Bei Stolpersteinverlegungen legte Saarbrücken den Blick auf alle Stadtteile und bisher kaum wahrgenommene Opfergruppen wie sogenannte „Asoziale“ und Menschen, die Opfer von Euthanasieverbrechen wurden. Verbunden war dieses Engagement in der Erinnerungskultur mit einer Schärfung für die Dimension der Shoah mit dem Band der Erinnerung vor dem Synagogenvorplatz, am 4. September 2022 der Öffentlichkeit übergeben, und dem Digitalen Jüdischen Gedenkbuch des Stadtarchivs seit Herbst 2022.
Bisher unberücksichtigt blieb die Gruppe der Zeugen Jehovas. Die Publikation von Edwin Buchmann und Franz Josef Schäfer schließt nun einen blinden Fleck und markiert damit einen Meilenstein in der Erinnerungskultur von Stadt und Land, denn die Zeugen Jehovas blieben lange Zeit eine „vergessene Opfergruppe“ der NS-Zeit. Sie verweigerten konsequent den Hitlergruß und den Kriegsdienst. In den Konzentrationslagern wurden sie durch einen lila Winkel stigmatisiert. Das Stadtarchiv freut sich, dieses Buch gemeinsam mit den Autoren und dem Verlag präsentieren zu dürfen.

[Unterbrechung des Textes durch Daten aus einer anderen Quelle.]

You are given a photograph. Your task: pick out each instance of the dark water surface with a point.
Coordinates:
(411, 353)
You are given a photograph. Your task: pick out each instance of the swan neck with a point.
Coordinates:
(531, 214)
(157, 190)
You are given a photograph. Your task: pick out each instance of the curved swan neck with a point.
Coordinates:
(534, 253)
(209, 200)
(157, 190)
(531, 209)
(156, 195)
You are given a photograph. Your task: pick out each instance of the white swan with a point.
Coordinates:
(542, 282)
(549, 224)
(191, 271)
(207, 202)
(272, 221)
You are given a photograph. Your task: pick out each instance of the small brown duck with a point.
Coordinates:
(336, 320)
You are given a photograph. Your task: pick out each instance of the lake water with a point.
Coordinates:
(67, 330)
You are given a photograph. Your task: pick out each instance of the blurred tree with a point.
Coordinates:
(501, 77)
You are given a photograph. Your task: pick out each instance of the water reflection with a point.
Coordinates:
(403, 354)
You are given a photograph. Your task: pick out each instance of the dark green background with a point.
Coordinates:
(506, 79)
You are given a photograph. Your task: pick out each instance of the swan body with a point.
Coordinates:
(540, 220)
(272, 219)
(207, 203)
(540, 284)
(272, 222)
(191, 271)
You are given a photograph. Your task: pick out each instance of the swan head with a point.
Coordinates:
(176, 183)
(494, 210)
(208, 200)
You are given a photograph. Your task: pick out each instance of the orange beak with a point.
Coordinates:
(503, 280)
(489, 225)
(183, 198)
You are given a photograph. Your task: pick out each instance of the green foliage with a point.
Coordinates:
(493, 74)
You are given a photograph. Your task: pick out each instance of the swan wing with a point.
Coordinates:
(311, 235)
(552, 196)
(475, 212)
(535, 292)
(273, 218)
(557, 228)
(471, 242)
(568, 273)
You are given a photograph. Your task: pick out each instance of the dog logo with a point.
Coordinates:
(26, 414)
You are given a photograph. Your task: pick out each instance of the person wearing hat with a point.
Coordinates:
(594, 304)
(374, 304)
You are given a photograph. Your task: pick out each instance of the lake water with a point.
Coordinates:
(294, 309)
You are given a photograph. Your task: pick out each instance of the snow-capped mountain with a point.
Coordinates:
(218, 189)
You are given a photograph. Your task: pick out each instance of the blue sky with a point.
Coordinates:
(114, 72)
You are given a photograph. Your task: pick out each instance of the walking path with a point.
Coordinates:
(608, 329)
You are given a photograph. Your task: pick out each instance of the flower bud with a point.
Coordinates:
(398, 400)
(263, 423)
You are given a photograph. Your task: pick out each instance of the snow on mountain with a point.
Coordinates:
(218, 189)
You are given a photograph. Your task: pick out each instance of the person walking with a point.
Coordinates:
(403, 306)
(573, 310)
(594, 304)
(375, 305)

Edwin Buchmann, Heusweiler, und Franz Josef Schäfer, Illingen, stellen quellengestützt die Geschichte der Glaubensgemeinschaft im Saarland dar und das Ausmaß der Verfolgung ihrer Anhänger während der NS-Zeit. Im Mittelpunkt stehen die Biografien hingerichteter Kriegsdienstverweigerer und von KZ-Opfern der Zeugen Jehovas. Ebenfalls dargelegt wird das Schicksal saarländischer Siebenten-Tags-Adventisten, Reformationsbewegung und von Anhängern der Neu-Salems-Gesellschaft. Die Publikation ist ein Leuchtturm des Engagements der Zeugen Jehovas selbst um ihre Geschichte und des Historikers Franz Josef Schäfer.
Autoren:
Edwin Buchmann, geboren am 10. März 1949 in Bachem (Saar), 1955–1964 Besuch der Volksschulen Bachem und Merzig, 1964–1967 Lehre zum Kaufmannsgehilfen, 1968–1970 Polizeivollzugsbeamter beim Bundesgrenzschutz in Bonn-Hangelar, ab 1972 im Ersatzteillager in Kfz-Betrieben in Merzig, Losheim und Saarbrücken, von 2009–2022 selbständig. 1972 Taufe als Zeuge Jehovas.
Franz Josef Schäfer, geboren am 9. April 1953 in Illingen (Saar), 1960–1964, 1964–1973 Besuch des Staatlichen Realgymnasiums Lebach, 1974–1979 Germanistik- und Geschichtsstudium an der Universität des Saarlandes, bis 2019 Lehrer an der Geschwister-Scholl-Schule Bensheim, Mitglied der Hessischen Historischen Kommission Darmstadt. Publikationen (Auswahl): Jugend zwischen Kreuz und Hakenkreuz, Frankfurt am Main: Suhrkamp 1991, 2. Aufl. 1992 (gem. mit Bernhard Haupert). Willi Graf und der Graue Orden, St. Ingbert: Röhrig 2017. Einmal Theresienstadt und zurück. Familie Lansch wehrt sich gegen die Nazis, St. Ingbert: Röhrig 2019. Arnold Fortuin. Die Verfolgung der Sinti und Roma im Saarland, Saarland: Blattlaus 2022.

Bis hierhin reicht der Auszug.